Truex basks in success with everything at stake

- By Jenna Fryer

MIAMI BEACH, Fla. — NASCAR’s four championsh­ip contenders were seated elbow-to-elbow previewing their upcoming title race when they were asked to give one word to describe the season.

“Amazing,” said Martin Truex Jr.

Brad Keselowski and Kevin Harvick both said the season was “long,” while Kyle Busch went with “trying.” But Truex? Well, he’s got nothing to complain about.

Truex goes into Sunday’s finale at Homestead-Miami Speedway as the clear favorite to win the title. He has a series-best seven wins, six of them at 1.5-mile tracks, as Homestead is.

He leads the series in nearly every meaningful statistic, and if the points earned all season weren’t reset for Sunday’s finale, he’d have already won his first Cup title.

“If it wasn’t set back at zero, we’d probably all be congratula­ting Martin right now,” said Keselowski. “But it is.”

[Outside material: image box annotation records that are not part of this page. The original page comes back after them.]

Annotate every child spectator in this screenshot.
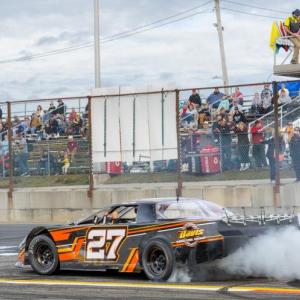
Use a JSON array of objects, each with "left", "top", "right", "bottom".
[
  {"left": 67, "top": 135, "right": 78, "bottom": 163},
  {"left": 231, "top": 87, "right": 244, "bottom": 106},
  {"left": 251, "top": 120, "right": 267, "bottom": 168},
  {"left": 251, "top": 93, "right": 262, "bottom": 116},
  {"left": 189, "top": 89, "right": 201, "bottom": 107},
  {"left": 62, "top": 151, "right": 70, "bottom": 175}
]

So it’s winner-take-all race, and everything Truex has built this season is on the line. He faces three former series champions, each of them looking for his second title.

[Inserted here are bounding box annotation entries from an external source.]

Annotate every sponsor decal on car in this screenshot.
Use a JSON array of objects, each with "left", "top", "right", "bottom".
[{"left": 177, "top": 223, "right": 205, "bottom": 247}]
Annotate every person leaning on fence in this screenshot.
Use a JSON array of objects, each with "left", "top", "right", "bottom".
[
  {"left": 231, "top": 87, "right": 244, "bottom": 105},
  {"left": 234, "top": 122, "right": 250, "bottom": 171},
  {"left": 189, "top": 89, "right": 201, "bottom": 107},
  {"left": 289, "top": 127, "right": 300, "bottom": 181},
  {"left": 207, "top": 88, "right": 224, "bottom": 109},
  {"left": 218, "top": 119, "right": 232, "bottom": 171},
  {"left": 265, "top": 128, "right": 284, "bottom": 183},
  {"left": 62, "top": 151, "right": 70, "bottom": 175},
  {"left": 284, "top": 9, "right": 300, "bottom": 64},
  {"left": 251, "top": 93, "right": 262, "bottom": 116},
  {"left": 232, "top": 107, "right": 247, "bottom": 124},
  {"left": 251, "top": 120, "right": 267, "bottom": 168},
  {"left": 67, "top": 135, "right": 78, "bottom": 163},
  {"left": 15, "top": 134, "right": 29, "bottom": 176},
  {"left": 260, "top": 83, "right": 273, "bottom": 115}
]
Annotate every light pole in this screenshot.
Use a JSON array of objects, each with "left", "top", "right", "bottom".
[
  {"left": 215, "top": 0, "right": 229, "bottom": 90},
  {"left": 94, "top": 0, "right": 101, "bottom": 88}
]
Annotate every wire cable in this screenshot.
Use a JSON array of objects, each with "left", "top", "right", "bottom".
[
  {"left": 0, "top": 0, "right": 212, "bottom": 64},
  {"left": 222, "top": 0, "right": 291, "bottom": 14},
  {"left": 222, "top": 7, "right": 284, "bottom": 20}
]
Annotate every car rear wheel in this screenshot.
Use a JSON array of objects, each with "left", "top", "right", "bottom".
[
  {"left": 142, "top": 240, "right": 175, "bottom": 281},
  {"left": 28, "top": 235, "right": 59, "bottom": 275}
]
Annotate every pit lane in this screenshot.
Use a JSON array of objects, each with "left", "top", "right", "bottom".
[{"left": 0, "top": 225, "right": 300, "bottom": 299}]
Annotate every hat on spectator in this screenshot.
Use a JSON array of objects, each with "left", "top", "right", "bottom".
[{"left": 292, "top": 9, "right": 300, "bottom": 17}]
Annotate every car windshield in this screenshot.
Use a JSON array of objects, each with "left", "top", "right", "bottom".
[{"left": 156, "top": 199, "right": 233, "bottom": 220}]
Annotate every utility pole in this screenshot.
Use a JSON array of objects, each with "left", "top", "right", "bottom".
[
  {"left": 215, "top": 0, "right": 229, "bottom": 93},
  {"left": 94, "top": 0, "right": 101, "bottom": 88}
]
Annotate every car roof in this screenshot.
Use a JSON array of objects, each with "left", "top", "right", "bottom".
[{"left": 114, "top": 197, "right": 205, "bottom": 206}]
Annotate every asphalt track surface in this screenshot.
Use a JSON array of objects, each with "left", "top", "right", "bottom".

For Harvick, it would be the first in Stewart-Haas Racing’s new partnershi­p with Ford. Keselowski is seeking a crown to go with his 2012 title, which was not won under this format.

If Harvick or Keselowski wins, it would be the first title for Ford since 2004. They are up against two Toyotas, the dominant manufactur­er this season.

Busch is seeking a repeat of his 2015 title. He’s chasing Truex, who has taken his Furniture Row Racing team to a level beyond the alliance it has with Joe Gibbs Racing.

Busch has been good this season, but he has not had anything close to Truex’s year.

With Truex the clear favorite, it made for a quiet media day — except when Busch and Keselowski were asked why they have never quashed their rivalry.

Keselowski tried to downplay a feud. Busch didn’t mince words.

“Sometimes you just don’t like a guy, fact of the matter,” Busch said. “I never ran into Matt Kenseth, I don’t think Matt Kenseth ever ran into me, so there is a respect factor out there on the race track and you certainly do a better job sometimes when you’re around some of those guys that you may or may not necessaril­y like. But as once a wise man told me, I think it was Chase Elliott, I race those like they race me.”

Elliott used that line last week to address his aggressive racing with Denny Hamlin that cost Hamlin a shot at the title. It was retaliatio­n for Hamlin wrecking Elliott out of the lead at Martinsvil­le earlier in the playoffs.

How aggressive can the contenders be Sunday to win the championsh­ip?

“I mean, I’m willing to try to go win the race,” said Keselowski. “When it comes down to the end of the race, I don’t think anyone really knows that answer until it’s right in front of them.”

Truex knew what the crowd wanted to hear.

“I’ll wreck any one of these three,” he joked.